Reef Adapt: A tool to inform climate-smart marine restoration and management decisions

Abstract

A critical component of ecosystem restoration projects involves using genetic data to select source material that will enhance success under current and future climates. However, the complexity and expense of applying genetic data is a barrier to its use outside of specialised scientific contexts. To help overcome this barrier, we developed Reef Adapt ( www.reefadapt.org ), an innovative, globally applicable and expandable web platform that incorporates genetic, biophysical and environmental prediction data into marine restoration and assisted gene flow planning. The Reef Adapt tool provides maps that identify areas with populations suited to user-specified restoration/recipient sites under current and future climate scenarios. We demonstrate its versatility and practicality with four case studies of ecologically and evolutionarily diverse taxa: the habitat-forming corals Pocillopora damicornis and Acropora kenti, and macroalgae Phyllospora comosa and Ecklonia radiata. Reef Adapt is a management-ready tool to aid restoration and conservation efforts amidst ongoing habitat degradation and climate change.

Fig. 1

Conceptual overview of the Reef Adapt platform.
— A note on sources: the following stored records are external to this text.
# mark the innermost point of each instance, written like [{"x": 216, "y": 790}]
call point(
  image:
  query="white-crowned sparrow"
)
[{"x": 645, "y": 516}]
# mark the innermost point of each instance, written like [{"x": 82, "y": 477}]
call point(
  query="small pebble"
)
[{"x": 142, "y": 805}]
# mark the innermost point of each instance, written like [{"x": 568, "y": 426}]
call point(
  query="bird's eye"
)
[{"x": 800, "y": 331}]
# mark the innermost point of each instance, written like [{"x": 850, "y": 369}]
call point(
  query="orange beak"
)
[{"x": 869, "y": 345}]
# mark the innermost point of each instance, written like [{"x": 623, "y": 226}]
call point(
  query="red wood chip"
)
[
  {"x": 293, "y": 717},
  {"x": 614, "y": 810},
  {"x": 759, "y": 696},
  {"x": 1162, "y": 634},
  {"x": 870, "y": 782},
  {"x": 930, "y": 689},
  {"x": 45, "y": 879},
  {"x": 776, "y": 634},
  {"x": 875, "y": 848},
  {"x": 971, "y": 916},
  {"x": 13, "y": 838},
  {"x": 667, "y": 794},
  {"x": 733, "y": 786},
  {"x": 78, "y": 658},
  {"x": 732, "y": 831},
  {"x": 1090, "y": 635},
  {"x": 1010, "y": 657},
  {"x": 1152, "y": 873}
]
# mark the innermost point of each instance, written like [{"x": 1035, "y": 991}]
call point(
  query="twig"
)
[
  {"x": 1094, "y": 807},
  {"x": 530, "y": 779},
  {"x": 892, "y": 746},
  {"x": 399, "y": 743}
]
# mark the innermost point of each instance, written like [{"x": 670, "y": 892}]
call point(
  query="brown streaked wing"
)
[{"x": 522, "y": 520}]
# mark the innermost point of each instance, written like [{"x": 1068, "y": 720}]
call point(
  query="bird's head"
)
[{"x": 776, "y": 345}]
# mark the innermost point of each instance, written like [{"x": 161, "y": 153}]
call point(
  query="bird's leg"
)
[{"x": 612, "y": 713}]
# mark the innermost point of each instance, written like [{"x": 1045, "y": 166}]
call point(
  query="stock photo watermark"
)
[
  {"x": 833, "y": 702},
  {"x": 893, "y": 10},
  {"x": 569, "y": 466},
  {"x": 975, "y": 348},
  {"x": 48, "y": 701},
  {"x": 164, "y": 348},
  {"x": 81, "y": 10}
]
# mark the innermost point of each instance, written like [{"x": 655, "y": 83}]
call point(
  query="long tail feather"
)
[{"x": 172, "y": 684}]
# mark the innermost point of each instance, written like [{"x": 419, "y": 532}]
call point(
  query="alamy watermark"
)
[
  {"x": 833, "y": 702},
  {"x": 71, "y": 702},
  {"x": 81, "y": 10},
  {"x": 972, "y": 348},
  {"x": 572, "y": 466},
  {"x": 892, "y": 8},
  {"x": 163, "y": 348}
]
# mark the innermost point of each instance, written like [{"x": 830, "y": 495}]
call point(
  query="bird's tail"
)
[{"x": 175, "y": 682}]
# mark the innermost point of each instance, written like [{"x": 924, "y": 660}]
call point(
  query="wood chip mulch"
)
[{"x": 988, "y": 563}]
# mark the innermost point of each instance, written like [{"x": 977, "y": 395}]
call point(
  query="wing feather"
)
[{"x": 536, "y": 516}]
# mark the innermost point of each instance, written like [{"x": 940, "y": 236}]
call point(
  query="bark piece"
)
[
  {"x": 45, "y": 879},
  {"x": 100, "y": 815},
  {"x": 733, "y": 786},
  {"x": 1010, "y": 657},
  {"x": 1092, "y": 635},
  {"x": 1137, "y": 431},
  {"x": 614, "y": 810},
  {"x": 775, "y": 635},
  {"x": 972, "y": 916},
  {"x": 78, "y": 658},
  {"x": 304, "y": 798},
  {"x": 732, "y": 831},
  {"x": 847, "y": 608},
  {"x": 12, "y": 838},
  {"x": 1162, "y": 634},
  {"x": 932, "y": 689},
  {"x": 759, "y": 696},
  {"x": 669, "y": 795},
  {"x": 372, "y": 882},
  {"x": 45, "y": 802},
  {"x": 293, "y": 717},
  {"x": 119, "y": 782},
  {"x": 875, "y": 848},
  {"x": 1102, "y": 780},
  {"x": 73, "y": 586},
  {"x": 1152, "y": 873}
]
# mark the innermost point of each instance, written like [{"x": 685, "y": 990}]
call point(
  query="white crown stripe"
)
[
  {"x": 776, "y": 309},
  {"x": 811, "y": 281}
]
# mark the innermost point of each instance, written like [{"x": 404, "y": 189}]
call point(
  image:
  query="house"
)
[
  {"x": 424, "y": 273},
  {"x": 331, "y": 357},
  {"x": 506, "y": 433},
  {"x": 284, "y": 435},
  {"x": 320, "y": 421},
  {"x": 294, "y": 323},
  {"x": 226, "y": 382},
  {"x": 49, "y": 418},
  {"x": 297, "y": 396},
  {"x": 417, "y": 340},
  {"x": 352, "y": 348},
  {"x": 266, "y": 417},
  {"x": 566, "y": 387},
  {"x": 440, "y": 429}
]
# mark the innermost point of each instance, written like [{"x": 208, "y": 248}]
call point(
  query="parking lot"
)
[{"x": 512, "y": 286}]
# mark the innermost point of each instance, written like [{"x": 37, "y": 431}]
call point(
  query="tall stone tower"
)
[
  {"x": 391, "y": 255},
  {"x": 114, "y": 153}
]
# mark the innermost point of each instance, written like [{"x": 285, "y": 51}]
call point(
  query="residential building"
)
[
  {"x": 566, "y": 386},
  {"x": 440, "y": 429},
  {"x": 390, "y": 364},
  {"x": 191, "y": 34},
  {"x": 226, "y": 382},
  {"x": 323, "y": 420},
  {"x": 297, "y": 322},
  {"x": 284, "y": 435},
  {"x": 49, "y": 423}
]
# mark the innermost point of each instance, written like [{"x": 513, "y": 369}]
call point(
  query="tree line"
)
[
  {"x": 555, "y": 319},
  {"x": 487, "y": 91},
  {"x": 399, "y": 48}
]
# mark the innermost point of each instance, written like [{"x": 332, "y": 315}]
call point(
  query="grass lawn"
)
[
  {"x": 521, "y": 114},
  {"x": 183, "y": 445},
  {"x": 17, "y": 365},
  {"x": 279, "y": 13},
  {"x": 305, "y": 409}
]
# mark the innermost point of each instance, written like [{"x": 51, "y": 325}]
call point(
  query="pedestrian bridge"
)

Fig. 2. Map showing the scale of data in the Reef Adapt webtool using existing publicly available data.

Blue points represent 420 sampling locations for 27 species of macroalgae and coral. Species highlighted in our case studies are shown clockwise from left (image credits in brackets): Pocillopora damicornis (Karen Filbee-Dexter), Acropora kenti (John Edmondson), Phyllospora comosa (Leah Wood) and Ecklonia radiata (John Turnbull).

Fig. 3. GDM and Reef Adapt output for P. damicornis restoration scenario.

A Turnover of genetic (neutral and adaptive) variation as a function of environmental and geographic variables. The shape of each function indicates how the rate of change in allele frequencies varies along the gradient. Points are site pairs, the line is the predicted relationship between predicted and observed genetic and ecological (or climatic) distance. Panels on the left represent model-fitted I-splines for each GDM model, showing predicted genetic distance/change against each of the biophysical variables included in the final model dataset. The distribution of raw data points from each covariate is indicated via rugplot on the x-axis, with the exception of the oceanographic distance unit, which is calculated internally from the NMDS coordinates during model construction. ±Standard error (in green) generated from 999 bootstrap iterations with 10% of the populations removed. B Reef Adapt webtool predictions showing suitable areas to source seedstock for restoration for P. damicornis. Species distribution highlighted in transparent white; ‘local’ areas with predicted genetic differentiation of up to F_ST 0.05 from the restoration site (red) are highlighted in green.

Fig. 4. GDM and Reef Adapt output for A. kenti restoration scenario.

A Turnover of genetic (neutral and adaptive) variation as a function of environmental and geographic variables. B Reef Adapt webtool predictions showing suitable areas to source seedstock for restoration for A. kenti using a genetic differentiation threshold value of up to F_ST 0.01 (green). Further details are presented in the Fig. 3 caption for brevity.

Fig. 5. GDM and Reef Adapt output for P. comosa restoration scenario.

A Turnover of genetic (neutral and adaptive) variation as a function of environmental and geographic variables. B Reef Adapt webtool predictions showing suitable areas to source seedstock for restoration for P. comosa (green). Further details are presented in the Fig. 3 caption for brevity.

Fig. 6. GDM and Reef Adapt output for E. radiata assisted gene flow provenancing scenario.

A Turnover of genome-wide genetic variation as a function of environmental variables, as predicted by a generalised dissimilarity model. B Reef Adapt webtool predictions showing suitable areas to source material for assisted gene flow strategies for E. radiata. Species distribution is highlighted in transparent white; areas with predicted genetic composition suitable for 2050 conditions in the focal site (red) are highlighted in red. Further details are presented in the Fig. 3 caption for brevity.

Fig. 7. Survey gap analysis output for P. damicornis.

Sample sites that contributed to the generalised dissimilarity model (GDM) are shown in red. Areas with high similarity to sampled areas are more transparent, whilst darker cell areas indicate survey gaps and uncertainty in the GDM model’s predictive power.